Malgré cette mobilisation et ce large soutien, la campagne pour la votation de l’automne ne sera pas facile. Cela s’est déjà vérifié avec divers incidents dans le processus politique entourant l’initiative pour des multinationales responsables. Les 120.000 signatures avaient été déposées en octobre, il y a quatre ans.
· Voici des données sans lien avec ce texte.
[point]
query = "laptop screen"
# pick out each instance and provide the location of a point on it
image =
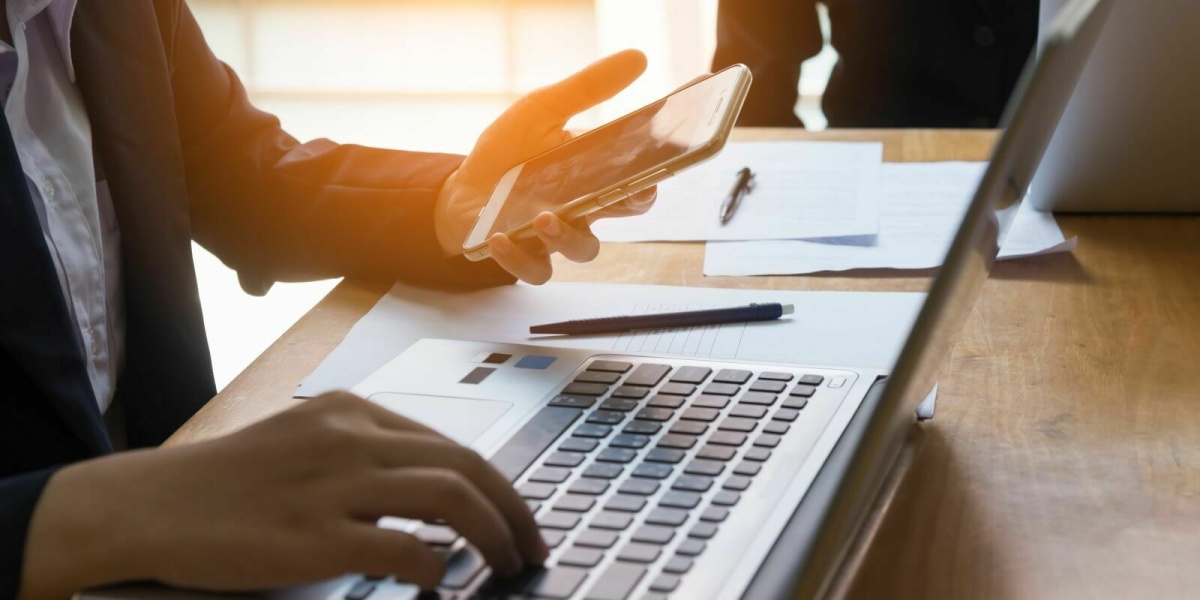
(1030, 121)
Par la suite, l’initiative a été reportée à plusieurs reprises au Parlement, des pressions ayant été exercées contre celle-ci et des manœuvres politiques ont retardé le processus:

  • Août 2019: La conseillère fédérale Karin Keller-Suter soumet une contre-proposition demandant aux entreprises de faire des rapports sur les droits humains, mais qui ne contient aucune règle sur les responsabilités. Il s’agit d’une contre-proposition alibi. Comme l’a rapporté l’hebdomadaire zurichois WOZ, la contre-proposition de Keller-Suter est basée sur une proposition de la corporation d’entreprises Swiss Holdings, dans laquelle on retrouve Syngenta, Glencore & Co.
  • Octobre 2019: Le député du FDP Ruedi Noser propose de reporter le débat sur l’initiative à la session d’hiver. Le Conseil des Etats le suit2. Cette manœuvre politique vise à affaiblir la campagne et à reporter le débat après les élections.
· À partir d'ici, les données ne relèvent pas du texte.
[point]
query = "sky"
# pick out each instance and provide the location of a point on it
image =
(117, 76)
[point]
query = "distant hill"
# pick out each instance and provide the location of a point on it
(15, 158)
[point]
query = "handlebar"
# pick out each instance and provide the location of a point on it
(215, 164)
  • Novembre 2019: Le magazine économique Bilanz annonce que l’agence de relations publiques Furrerhugi, qui est payée par les associations d’entreprises, a l’intention d’investir plus de 8 millions dans la contre-campagne.
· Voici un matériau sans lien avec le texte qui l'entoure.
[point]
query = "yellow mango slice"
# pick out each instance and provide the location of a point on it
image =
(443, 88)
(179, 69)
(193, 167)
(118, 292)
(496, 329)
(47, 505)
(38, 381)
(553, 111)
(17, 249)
  • Janvier 2020: De la publicité cachée contre l’initiative est faite dans les médias en ligne de Tamedia3. Chaque contribution éditoriale à l’initiative est accompagnée sur le côté droit d’une référence à un dossier avec une vérification des faits. Mais le dossier, déguisé en travail journalistique indépendant, a été préparé par l’agence de relations publiques Furrerhugi. Ces divers incidents montrent non seulement la grande influence que les intérêts des grandes entreprises peuvent avoir à Berne, mais aussi que l’initiative n’est en aucun cas insignifiante pour la partie adverse.

Une question d'évidence

OUI à une Suisse responsable – l’initiative pour des multinationales responsables exige qu’il aille de soi que si Glencore pollue les rivières en Colombie ou Syngenta vend des pesticides hautement toxiques, les entreprises soient tenues responsables des dommages causés. Mais le fort vent contraire auquel l’initiative est confrontée montre également que les enjeux sont plus importants. Il s’agit de savoir comment la Suisse gère son rôle historique, souvent incontesté, qui, sous le couvert de la neutralité, lui permet toujours d’en tirer profit: 60% de tous les métaux échangés au niveau mondial le sont par la Suisse, ainsi qu’environ un tiers du pétrole brut. La majorité des principaux négociants agricoles du monde est basée en Suisse. L’ONG Public Eye estime qu’au moins 50% des céréales et 40% du sucre commercialisés dans le monde passent par la Suisse, ainsi qu’au moins 30% du cacao et 30% du café. La Suisse est peut-être géographiquement un petit pays, mais elle joue un rôle tout sauf mineur dans le commerce mondial. L’initiative pour des multinationales responsables n’abolit pas le capitalisme, mais elle remet en question la réalité actuelle dans laquelle les riches font des profits au détriment des droits humains, dans laquelle la destruction de l’environnement est rentable et la responsabilité ne s’étend qu’aux frontières nationales. Les questions urgentes prendront de la couleur cet automne: de quoi profite la Suisse? Qu’est-ce que cela signifie pour le rôle de la Suisse dans le monde? Et comment ce pays comprend-il la responsabilité; va-t-il continuer avec la soi-disant responsabilité individuelle toujours invoquée ou la Suisse commence-t-elle à voir sa responsabilité pour le monde? Un oui pour l’initiative pour des multinationales responsables le 29 novembre serait un premier pas important pour faire avancer ce débat.